As NJCASA continues our work on behalf of survivors and victims of sexual violence, we found ourselves asking over and over again – what is the actual, lived experience of survivors in the Garden State? Where are the gaps in survivor services, and what improvements can be made? We knew we needed to have a fuller picture of what is truly needed in the aftermath of a victimization.
Thanks to generous funding from the Robert Wood Johnson Foundation, NJCASA was able to launch its Survivor Survey, which aimed to measure and evaluate the lived experience of survivors of sexual violence in New Jersey.
We also embarked upon the Stakeholder Survey, which examined professionals who interact with victims of violence to assess where there are opportunities for growth and change. Today, we are proud to share the results in our newest report, Centering Survivors: A Report from the New Jersey Statewide Sexual Violence Needs Assessment.
We partnered with QPOC Labs, Inc. to conduct the surveys, which identified specific needs for survivors throughout the Garden State. Please note that the demographic sample of survey respondents does not match that of the state of New Jersey. Overall, respondents held an incredible amount of privilege – in terms of race, class, gender identity, and educational attainment. While these findings can begin to paint a picture of survivors’ needs in the Garden State, they should not be viewed to wholly represent all survivors.
- Nearly nine in ten (86.4 percent) of respondents experienced more than one incident of sexual violence in their lifetime – a finding higher than other surveys of the same nature;
- Nearly 90 percent of respondents indicated that they knew or had a pre-existing relationship with the person who caused them harm, prior to the victimization;
- More than 80 percent of respondents indicated that they disclosed information about the assault to someone afterwards — including family and friends;
- Just 18.2 percent of respondents reported an assault to law enforcement; only 13.3. percent sought medical care after a victimization; and less than half (43.6 percent) accessed support services, like counseling or advocacy.

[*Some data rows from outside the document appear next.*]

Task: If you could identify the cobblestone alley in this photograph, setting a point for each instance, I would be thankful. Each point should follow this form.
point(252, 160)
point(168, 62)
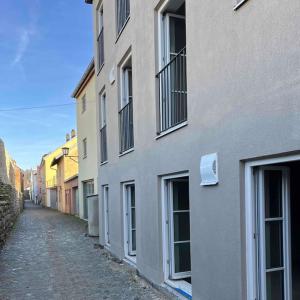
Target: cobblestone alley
point(48, 256)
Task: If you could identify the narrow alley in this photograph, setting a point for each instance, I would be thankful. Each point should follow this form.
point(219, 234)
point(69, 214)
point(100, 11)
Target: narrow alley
point(49, 256)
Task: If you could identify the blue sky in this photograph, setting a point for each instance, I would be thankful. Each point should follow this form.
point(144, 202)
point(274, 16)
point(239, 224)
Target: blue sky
point(45, 46)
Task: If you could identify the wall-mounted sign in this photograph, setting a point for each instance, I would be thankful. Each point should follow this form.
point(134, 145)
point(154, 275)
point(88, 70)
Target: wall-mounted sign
point(112, 77)
point(209, 169)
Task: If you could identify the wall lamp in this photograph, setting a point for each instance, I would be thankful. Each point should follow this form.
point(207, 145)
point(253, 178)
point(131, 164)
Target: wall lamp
point(66, 151)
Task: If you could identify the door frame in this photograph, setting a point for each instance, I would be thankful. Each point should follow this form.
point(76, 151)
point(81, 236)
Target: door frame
point(126, 224)
point(250, 220)
point(167, 259)
point(105, 192)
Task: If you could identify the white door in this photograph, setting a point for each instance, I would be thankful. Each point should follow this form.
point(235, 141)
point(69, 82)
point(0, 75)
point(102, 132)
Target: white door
point(106, 214)
point(273, 227)
point(179, 228)
point(130, 219)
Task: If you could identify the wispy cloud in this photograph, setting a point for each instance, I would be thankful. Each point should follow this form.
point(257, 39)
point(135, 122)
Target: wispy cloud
point(26, 33)
point(24, 41)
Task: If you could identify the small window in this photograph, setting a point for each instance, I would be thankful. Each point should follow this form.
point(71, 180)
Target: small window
point(103, 131)
point(84, 147)
point(123, 12)
point(100, 38)
point(172, 76)
point(83, 108)
point(126, 108)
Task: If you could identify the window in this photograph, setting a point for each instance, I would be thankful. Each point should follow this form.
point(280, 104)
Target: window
point(100, 38)
point(172, 75)
point(103, 131)
point(106, 214)
point(126, 112)
point(83, 103)
point(84, 147)
point(129, 220)
point(272, 190)
point(88, 190)
point(123, 12)
point(176, 232)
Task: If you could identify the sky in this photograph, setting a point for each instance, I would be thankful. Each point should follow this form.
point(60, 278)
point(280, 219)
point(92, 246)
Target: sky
point(45, 47)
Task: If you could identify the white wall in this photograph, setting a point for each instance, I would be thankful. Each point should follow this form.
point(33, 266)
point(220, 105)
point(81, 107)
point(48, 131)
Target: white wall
point(87, 128)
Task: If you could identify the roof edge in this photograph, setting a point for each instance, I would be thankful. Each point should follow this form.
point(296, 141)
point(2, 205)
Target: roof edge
point(84, 79)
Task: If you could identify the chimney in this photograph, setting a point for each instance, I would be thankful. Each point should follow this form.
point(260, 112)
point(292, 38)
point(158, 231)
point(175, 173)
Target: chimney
point(73, 133)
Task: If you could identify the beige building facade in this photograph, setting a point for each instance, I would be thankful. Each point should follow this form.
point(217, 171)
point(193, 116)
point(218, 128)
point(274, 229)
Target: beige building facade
point(86, 107)
point(199, 162)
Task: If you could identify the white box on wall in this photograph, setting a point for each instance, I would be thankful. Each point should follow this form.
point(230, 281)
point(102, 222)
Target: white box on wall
point(209, 169)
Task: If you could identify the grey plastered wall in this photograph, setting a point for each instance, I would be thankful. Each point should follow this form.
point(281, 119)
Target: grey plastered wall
point(243, 102)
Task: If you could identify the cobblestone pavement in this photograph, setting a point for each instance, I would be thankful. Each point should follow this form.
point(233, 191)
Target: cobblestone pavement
point(48, 256)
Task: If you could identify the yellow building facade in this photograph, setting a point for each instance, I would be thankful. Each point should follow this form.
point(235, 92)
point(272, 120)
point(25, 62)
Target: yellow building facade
point(58, 170)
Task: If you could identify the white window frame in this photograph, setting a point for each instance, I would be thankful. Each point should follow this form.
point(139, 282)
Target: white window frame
point(164, 48)
point(103, 111)
point(250, 218)
point(100, 21)
point(83, 104)
point(168, 261)
point(129, 253)
point(124, 82)
point(84, 147)
point(106, 214)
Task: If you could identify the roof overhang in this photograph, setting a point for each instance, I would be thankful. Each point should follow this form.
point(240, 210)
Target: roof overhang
point(89, 72)
point(56, 160)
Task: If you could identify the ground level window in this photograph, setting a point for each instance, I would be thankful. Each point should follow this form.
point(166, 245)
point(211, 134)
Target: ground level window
point(176, 213)
point(129, 220)
point(273, 224)
point(88, 190)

Though these findings are limited in terms of capturing the experience of survivors of color and survivors who are LGBTQ+, they provide a starting point for recommendations, including:
- Accountability. NJCASA’s delivery and promotion of the Survivor Survey failed to achieve statistically significant racial, ethnic, or educational diversity in its respondents. This underscores a critical need for the Coalition to establish accountability mechanisms, so that the needs of these community members are being met. This should include opportunities for organizations who are meaningfully serving historically-marginalized survivors to make recommendations and share insights, and for their invaluable work to be thoughtfully funded and resourced.
- Divestment and Reimagining. Respondents consistently underscored that the criminal legal system has failed to meet their needs. A dual model of both creating additional pathways to justice and redefining measures of success in the current legal system will more comprehensively meet the needs of survivors.
- Education. Both Survivor Survey and Stakeholder Survey respondents underscored the need for more community-wide education around sexual violence – including the long-term effects, behaviors that constitute sexual violence, and counter-messaging around social norms that lead to sexual harm. Survivor Survey respondents in particular underscored that more education during early childhood would have been critical.
NJCASA is committed to continuing our work to improve systems for survivors. We thank the Robert Wood Johnson Foundation for their generous support of this Needs Assessment and the report. Over the next few months, NJCASA will be hosting a virtual conference series to highlight these findings.